Published May 6, 2024 | Version v1
Software Open

Vocalization data and scripts to model reindeer rut activity using on-animal acoustic recorders and machine learning

  • 1. Concordia University
  • 2. Norwegian University of Life Sciences
  • 3. Natural Resources Institute Finland

Description

For decades, researchers have employed sound to study the biology of wildlife, with the aim to better understand their ecology and behaviour. By utilizing on-animal recorders to capture audio from freely moving animals, scientists can decipher the vocalizations and glean insights into their behaviour and ecosystem dynamics through advanced signal processing. However, the laborious task of sorting through extensive audio recordings has been a major bottleneck. To expedite this process, researchers have turned to machine learning techniques, specifically neural networks, to streamline the analysis of data. Nevertheless, much of the existing research has focused predominantly on stationary recording devices, overlooking the potential benefits of employing on-animal recorders in conjunction with machine learning. To showcase the synergy of on-animal recorders and machine learning, we conducted a study at the Kutuharju research station in Kaamanen, Finland, where the vocalizations of rutting reindeer were recorded during their mating season. By attaching recorders to seven male reindeer during the rutting periods of 2019 and 2020, we trained convolutional neural networks to distinguish reindeer grunts with a 95% accuracy rate. This high level of accuracy allowed us to examine the reindeers' grunting behaviour, revealing patterns indicating that older, heavier males vocalized more compared to their younger, lighter counterparts. The success of this study underscores the potential of on-animal acoustic recorders coupled with machine learning techniques as powerful tools for wildlife research, hinting at their broader applications with further advancement and optimization.

Notes

Funding provided by: Natural Sciences and Engineering Research Council
Crossref Funder Registry ID: https://ror.org/01h531d29
Award Number: 327505

Funding provided by: NordForsk
Crossref Funder Registry ID: https://ror.org/05bqzfg94
Award Number: 76915

Methods

Bioacoustics data were collected during the rutting seasons of 2019 and 2020. In 2019, vocalizations were captured from two males, while in 2020, vocalizations were obtained from six males. However, the sampling time varied from three days to two months due to equipment issues. Moreover, challenges with the recorders limited our data collection to only seven male reindeer (two from 2019 and five from 2020).

During the translocation of the males, they were outfitted with on-animal acoustic recorders. These devices housed SOROKA-15E recording units from TS-Market Ltd., Zelenograd, Russia, capable of capturing the animals' vocalizations with an amplitude resolution of 16 bits and a sampling rate of 16 kHz (Figure 2). The recorders enabled us to obtain continuous audio data throughout the breeding period. For storage purposes, each recorder was equipped with a 256-gigabyte microSD card, providing the capacity to record over 92 days of audio. Furthermore, a 9,000-milliamp-hour, 3.6-volt lithium-ion battery powered each recorder, ensuring functionality for over two months.

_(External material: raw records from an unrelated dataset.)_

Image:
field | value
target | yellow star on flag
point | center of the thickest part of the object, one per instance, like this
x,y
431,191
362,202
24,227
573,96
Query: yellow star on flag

Observers documented each male's status and harem during the ruts. Based on data gathered from agonistic interactions among males recorded during the rut, a clear dominance hierarchy was evident, established primarily on win-lose frequencies. The size of a male's harem was noted throughout these observations. Dominant males, commanding a harem, were given a corresponding label, whereas those without were categorized as subdominant. Fluctuations in dominance among numerous males occurred based on the presence or absence of more dominant males. Dominance during the rut was mainly determined through observations. Observers monitored the males' status for about 20% of the rutting period, providing the basis for audio playbacks. Specific sounds and behaviors were documented during these observed hours, serving as a model to categorize the remaining recordings according to these known patterns. Each hour of each male was analyzed through audio playback, with status potentially changing based on displayed behaviors and grunts. Typically, a male's status remained constant for extended periods, with observed shifts from dominant to subdominant and back to dominant occurring in as quickly as three days. Notably, males did not continuously alternate statuses during these periods, and when a male lost a harem to another male, the displaced male often remained subdominant for an extended period.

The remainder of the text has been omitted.